A demissão de Comey levantou dúvidas não só pela motivação, mas também por ser inusitada: ele estava há três anos em um cargo que costuma ser ocupado por uma década. O mandato longo estabelecido pelo Congresso serve, exatamente, para evitar envolver o diretor em pressões políticas. Comey foi o segundo da história a ser afastado antes do prazo – o primeiro foi William S. Sessions, por Bill Clinton, em 1993, acusado de uso impróprio de dinheiro público. Com a saída de Comey, o FBI passa a ter um coordenador interino, até que o presidente faça uma indicação, que precisa ser confirmada pelo Senado.
Nixoniano
A desconfiança no entorno da demissão de Comey foi suficiente para iniciar a comparação com o “massacre de sábado” por parte de políticos democratas e, claro, das redes sociais. “Isto é nixoniano (nixonian)”, declarou Bob Casey, senador democrata pela Pensilvânia. Patrick Leahy, representante por Vermont, repetiu a expressão e disse que a demissão ocorreu “em meio a uma das investigações de segurança nacional mais críticas da história”.
As referências ao Wartergate viralizaram de tal forma que a Biblioteca Richard Nixon, na Califórnia, jogou uma indireta: “CURIOSIDADE: o presidente Nixon nunca demitiu um diretor do FBI #DiretordoFBI #nãoNixoniano”

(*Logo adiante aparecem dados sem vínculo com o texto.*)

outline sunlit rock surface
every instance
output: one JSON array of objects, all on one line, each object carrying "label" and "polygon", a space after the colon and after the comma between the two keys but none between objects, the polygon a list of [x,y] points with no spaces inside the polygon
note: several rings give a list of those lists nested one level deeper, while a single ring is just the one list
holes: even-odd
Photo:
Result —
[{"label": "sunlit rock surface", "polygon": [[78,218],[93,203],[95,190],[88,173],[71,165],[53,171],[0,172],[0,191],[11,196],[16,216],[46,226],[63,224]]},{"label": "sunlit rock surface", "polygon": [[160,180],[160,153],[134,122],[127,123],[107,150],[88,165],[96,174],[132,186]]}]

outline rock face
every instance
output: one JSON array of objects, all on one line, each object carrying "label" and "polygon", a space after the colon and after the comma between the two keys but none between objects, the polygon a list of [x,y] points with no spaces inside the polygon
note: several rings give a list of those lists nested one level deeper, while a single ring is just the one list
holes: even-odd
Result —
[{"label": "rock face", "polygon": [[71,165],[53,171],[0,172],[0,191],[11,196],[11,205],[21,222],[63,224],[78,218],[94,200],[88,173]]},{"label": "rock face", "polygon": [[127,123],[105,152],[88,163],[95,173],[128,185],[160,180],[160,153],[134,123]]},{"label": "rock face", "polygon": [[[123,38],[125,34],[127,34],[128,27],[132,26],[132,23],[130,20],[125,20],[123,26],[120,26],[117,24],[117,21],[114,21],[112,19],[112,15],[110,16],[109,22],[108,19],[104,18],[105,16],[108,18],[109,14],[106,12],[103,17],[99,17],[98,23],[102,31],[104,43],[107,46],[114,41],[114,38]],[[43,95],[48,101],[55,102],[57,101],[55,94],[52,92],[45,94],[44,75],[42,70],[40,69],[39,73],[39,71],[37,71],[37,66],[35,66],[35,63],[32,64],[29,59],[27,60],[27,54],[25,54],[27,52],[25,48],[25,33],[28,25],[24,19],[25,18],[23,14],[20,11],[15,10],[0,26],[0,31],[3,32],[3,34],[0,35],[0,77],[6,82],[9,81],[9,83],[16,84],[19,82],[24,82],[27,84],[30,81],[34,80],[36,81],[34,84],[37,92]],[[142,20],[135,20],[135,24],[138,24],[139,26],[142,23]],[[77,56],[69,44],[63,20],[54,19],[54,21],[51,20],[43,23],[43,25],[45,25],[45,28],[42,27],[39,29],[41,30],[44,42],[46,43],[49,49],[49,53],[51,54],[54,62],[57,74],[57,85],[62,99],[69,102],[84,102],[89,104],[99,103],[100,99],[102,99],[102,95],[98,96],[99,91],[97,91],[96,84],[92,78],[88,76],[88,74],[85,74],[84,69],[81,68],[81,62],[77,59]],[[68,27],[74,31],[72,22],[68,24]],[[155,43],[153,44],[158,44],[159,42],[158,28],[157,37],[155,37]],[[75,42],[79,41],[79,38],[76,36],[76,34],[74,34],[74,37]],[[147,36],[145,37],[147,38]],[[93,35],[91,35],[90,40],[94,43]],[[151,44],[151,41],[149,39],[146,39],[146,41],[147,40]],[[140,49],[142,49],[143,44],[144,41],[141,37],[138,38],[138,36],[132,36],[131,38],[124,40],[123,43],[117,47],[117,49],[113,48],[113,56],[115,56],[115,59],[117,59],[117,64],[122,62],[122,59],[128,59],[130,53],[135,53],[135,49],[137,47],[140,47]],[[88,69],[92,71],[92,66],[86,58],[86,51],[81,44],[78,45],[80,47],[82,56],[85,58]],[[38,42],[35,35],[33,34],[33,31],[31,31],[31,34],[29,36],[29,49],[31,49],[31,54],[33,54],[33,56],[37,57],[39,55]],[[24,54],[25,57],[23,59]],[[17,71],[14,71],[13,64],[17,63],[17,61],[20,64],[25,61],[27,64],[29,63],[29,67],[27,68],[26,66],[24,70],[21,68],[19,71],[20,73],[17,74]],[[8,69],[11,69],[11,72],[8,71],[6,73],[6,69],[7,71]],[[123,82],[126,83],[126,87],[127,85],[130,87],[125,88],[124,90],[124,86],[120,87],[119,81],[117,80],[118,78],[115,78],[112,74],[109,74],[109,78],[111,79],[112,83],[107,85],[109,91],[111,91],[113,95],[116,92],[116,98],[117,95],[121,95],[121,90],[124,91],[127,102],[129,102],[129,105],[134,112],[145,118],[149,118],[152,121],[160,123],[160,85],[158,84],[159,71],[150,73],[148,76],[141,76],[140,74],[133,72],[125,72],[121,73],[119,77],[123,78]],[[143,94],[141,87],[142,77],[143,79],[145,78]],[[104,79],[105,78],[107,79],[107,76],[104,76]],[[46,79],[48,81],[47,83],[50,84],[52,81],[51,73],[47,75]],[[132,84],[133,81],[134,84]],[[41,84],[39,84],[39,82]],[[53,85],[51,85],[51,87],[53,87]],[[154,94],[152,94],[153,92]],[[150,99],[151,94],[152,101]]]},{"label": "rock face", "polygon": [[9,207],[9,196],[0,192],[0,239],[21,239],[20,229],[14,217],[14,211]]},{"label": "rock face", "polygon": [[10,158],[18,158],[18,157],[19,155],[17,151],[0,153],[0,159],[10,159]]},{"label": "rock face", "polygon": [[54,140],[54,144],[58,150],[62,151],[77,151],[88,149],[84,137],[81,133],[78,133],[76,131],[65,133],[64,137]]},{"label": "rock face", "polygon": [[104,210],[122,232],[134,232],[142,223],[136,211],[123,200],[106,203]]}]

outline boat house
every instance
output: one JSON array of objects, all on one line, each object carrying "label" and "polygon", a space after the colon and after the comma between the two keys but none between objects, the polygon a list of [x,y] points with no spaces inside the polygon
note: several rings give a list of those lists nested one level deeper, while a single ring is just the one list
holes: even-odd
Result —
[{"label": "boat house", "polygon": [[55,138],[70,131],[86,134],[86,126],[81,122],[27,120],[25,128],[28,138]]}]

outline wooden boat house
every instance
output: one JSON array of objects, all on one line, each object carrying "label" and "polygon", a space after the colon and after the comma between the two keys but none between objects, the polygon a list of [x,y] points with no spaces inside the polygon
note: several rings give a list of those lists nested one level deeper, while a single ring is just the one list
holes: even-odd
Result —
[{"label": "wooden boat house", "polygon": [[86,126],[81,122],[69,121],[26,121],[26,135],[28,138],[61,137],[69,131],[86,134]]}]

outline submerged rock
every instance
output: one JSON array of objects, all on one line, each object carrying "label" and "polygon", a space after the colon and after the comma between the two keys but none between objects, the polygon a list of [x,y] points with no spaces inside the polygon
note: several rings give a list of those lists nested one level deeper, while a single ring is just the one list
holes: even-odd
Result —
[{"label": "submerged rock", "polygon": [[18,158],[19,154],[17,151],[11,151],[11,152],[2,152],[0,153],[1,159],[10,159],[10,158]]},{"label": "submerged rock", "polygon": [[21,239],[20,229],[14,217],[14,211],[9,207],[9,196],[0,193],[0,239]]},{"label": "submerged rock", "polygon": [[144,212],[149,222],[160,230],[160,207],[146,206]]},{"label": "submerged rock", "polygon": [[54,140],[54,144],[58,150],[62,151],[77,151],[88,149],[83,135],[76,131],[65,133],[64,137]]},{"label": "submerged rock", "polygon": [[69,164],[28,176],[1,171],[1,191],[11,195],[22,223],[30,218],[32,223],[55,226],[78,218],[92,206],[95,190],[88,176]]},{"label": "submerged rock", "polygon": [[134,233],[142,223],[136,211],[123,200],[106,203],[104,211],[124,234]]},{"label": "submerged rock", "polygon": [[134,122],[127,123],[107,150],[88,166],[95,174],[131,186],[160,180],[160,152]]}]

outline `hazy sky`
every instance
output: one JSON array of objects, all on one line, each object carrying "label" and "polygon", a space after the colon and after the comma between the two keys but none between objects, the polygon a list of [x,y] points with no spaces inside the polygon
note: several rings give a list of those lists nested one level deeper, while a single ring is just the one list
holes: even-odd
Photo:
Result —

FUN FACT: President Nixon never fired the Director of the FBI #FBIDirector #notNixonian pic.twitter.com/PatArKOZlk
— RichardNixonLibrary (@NixonLibrary) May 9, 2017
Mesmo em menor número, republicanos também se viraram contra o presidente. John McCain, ex-adversário de Trump em primárias, disse que o “timing da demissão é profundamente preocupante”. O mesmo foi dito por Richard Burr, presidente do comitê de inteligência do Senado, que considera o afastamento “uma perda para o FBI e para a nação”.
No editorial desta quarta-feira, o Times ressaltou preocupação com o futuro de investigações imparciais e com “a credibilidade da democracia mais antiga do mundo”. “O presidente Trump colocou grave dúvida sobre a viabilidade de qualquer investigação sobre o que pode ser um dos maiores escândalos políticos do país”, publicou o jornal.
Em resposta às críticas, Trump afirmou que Comey fazia um trabalho ruim e, por isso, será substituído por “alguém que fará melhor” e trará de volta “o espírito e o prestígio do FBI”. Mais uma vez, o presidente reclamou da oposição via Twitter. Diversos democratas pediram o afastamento de Comey durante a campanha presidencial, por ter reaberto a investigação de e-mails do partido pouco antes do pleito. Até hoje, o ex-diretor é citado nominalmente por Hillary Clinton como uma das razões de sua derrota. “Os democratas disseram algumas das coisas mais horríveis sobre James Comey, incluindo o fato de que deveria ser demitido, e agora se fazem de tristes”, escreveu Trump no Twitter.
The Democrats have said some of the worst things about James Comey, including the fact that he should be fired, but now they play so sad!